To minimize the possibility of confounding, the investigators matched the participants by age, gender, race/ethnicity, morbidity according to Adjusted Clinical Group score, poverty level, geographic region, employer size, baseline primary cancer, baseline medical and pharmacy costs, and follow-up duration.
During the baseline period, the hazard ratio for time to a first observed metastatic cancer diagnosis in the main cohort, compared with controls, was 0.96 with a nonsignificant P value, indicating no difference in the time to diagnosis between the groups.
During a maximum 13.5 years of follow-up, however, the participants who had been switched after a year to a high-deductible plan had a significantly longer time to first metastatic diagnosis (HR, 0.88; P = .01), indicating delayed diagnosis relative to controls. This difference translated to a delay of 4.6 months associated with the higher out-of-pocket costs plans.

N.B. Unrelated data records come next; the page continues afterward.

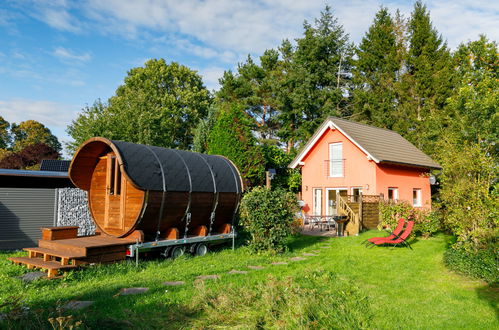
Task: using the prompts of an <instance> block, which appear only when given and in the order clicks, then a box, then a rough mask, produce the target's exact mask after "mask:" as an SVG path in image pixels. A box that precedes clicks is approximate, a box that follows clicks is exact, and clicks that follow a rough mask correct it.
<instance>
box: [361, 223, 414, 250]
mask: <svg viewBox="0 0 499 330" xmlns="http://www.w3.org/2000/svg"><path fill="white" fill-rule="evenodd" d="M404 225H405V219H404V218H400V219H399V222H398V224H397V227H395V230H394V231H393V232H389V233H390V235H389V236H384V237H372V238H369V239H366V240H364V241H362V243H365V244H369V243H374V242H376V241H379V240H386V239H394V238H396V237H398V235H400V233H402V230H403V229H404Z"/></svg>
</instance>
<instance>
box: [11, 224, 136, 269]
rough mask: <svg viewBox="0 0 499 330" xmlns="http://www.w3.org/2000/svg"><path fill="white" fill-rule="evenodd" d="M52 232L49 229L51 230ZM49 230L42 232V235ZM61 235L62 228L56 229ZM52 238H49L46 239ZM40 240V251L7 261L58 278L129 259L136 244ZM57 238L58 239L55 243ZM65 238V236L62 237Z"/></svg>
mask: <svg viewBox="0 0 499 330" xmlns="http://www.w3.org/2000/svg"><path fill="white" fill-rule="evenodd" d="M51 229H52V228H49V230H51ZM44 230H45V231H46V230H47V228H43V229H42V231H44ZM56 230H57V231H58V232H60V231H61V229H60V228H57V229H56ZM45 237H49V236H47V235H45V236H44V238H45ZM51 237H52V239H41V240H39V241H38V247H33V248H25V249H24V250H25V251H27V252H28V256H27V257H12V258H8V259H9V260H10V261H12V262H13V263H15V264H23V265H26V266H27V267H28V268H29V269H33V268H40V269H44V270H46V271H47V273H48V277H49V278H53V277H55V276H57V274H58V272H59V271H66V270H69V269H73V268H76V267H78V266H80V265H84V264H90V263H109V262H115V261H119V260H124V259H125V258H126V247H127V246H128V245H130V244H133V243H135V240H131V239H126V238H116V237H110V236H103V235H96V236H85V237H73V238H65V239H57V235H53V236H51ZM54 237H55V239H54ZM59 237H64V235H59Z"/></svg>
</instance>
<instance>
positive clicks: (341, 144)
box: [329, 142, 344, 178]
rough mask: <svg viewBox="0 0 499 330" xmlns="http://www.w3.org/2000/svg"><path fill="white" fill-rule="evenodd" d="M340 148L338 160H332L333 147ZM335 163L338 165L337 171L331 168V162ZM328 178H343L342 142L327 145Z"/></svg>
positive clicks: (332, 143) (332, 166)
mask: <svg viewBox="0 0 499 330" xmlns="http://www.w3.org/2000/svg"><path fill="white" fill-rule="evenodd" d="M334 146H340V147H341V155H340V158H339V159H338V160H336V159H333V147H334ZM335 161H337V162H338V163H339V169H340V170H339V171H336V172H335V171H333V168H334V169H337V167H333V164H334V163H333V162H335ZM329 177H330V178H342V177H344V164H343V142H335V143H330V144H329Z"/></svg>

According to a systematic review and meta-analysis published online in 2020, a 1-month delay in treatment for many types of cancer can translate into a 6% to 13% higher risk for death, a risk that continues to increase with further delays.
The investigators acknowledged that the study was limited by the use of retrospective claims-based data, which not contain information on how the patients fared after diagnosis.

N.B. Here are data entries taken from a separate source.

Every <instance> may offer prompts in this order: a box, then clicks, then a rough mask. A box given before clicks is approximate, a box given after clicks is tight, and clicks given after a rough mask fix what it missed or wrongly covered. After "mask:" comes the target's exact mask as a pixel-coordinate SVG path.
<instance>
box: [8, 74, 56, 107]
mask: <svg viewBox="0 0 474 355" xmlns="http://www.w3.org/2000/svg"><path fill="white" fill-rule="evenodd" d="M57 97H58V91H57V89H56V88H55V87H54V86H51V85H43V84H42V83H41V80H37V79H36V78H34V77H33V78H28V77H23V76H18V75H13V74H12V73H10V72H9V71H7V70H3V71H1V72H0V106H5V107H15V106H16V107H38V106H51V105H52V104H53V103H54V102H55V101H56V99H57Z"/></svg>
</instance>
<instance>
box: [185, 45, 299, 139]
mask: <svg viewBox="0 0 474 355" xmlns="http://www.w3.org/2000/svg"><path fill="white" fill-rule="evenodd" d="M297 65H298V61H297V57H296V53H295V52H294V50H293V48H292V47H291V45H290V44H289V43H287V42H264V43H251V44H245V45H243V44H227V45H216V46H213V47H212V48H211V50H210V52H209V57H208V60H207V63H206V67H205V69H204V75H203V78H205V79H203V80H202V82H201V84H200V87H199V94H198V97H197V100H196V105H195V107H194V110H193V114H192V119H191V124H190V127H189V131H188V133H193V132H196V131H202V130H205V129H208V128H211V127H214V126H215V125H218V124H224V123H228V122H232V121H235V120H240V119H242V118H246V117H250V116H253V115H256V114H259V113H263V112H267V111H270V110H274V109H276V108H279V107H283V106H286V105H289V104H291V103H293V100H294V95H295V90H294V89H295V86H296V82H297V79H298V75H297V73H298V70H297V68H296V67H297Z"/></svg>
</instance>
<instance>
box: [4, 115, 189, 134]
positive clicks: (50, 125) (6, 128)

“I would say in terms of policy relevance that this really points to the need for new and innovative insurance models that, No. 1, reduce the cost-sharing burden for patients so that they’re not deterred from seeking care, and No. 2, that align rather than contradict the goal of improving population-level survival from cancer,” Trad said.
Further Evidence of a Flawed System
The study adds to an already strong body of evidence showing that high-deductible plans can have a negative impact on health, said Sara R. Collins, vice president for health care coverage and access at the Commonwealth Fund, a New York–based private foundation dedicated to improving health care.
“This is really the latest evidence on top of years of research that shows that high-deductible health plans lead people to make decisions that are not in the best interest of their health,” said Ms. Collins, who is not affiliated with the study presented at ASCO.
“We have a health care cost problem in the United States that far exceeds that of other high-income countries. Insurers try to solve it by shifting the costs to consumers and using other measures to restrict people’s use of health care, and often needed health care like this. The result is less access to needed care, and long-term adverse health consequences and their associated costs to patients and the health system generally,” she said.
The real driver of health care costs is not utilization, but the prices that insurers and providers negotiate in their service contracts, she explained.
“Prices are the central problem, insurers have control over those prices in their negotiations with providers. So unless we can gain control of that driver, patients are going to continue to suffer unnecessarily from both the short- and long-term effects of insurers who use tools to reduce their access to care,” she said.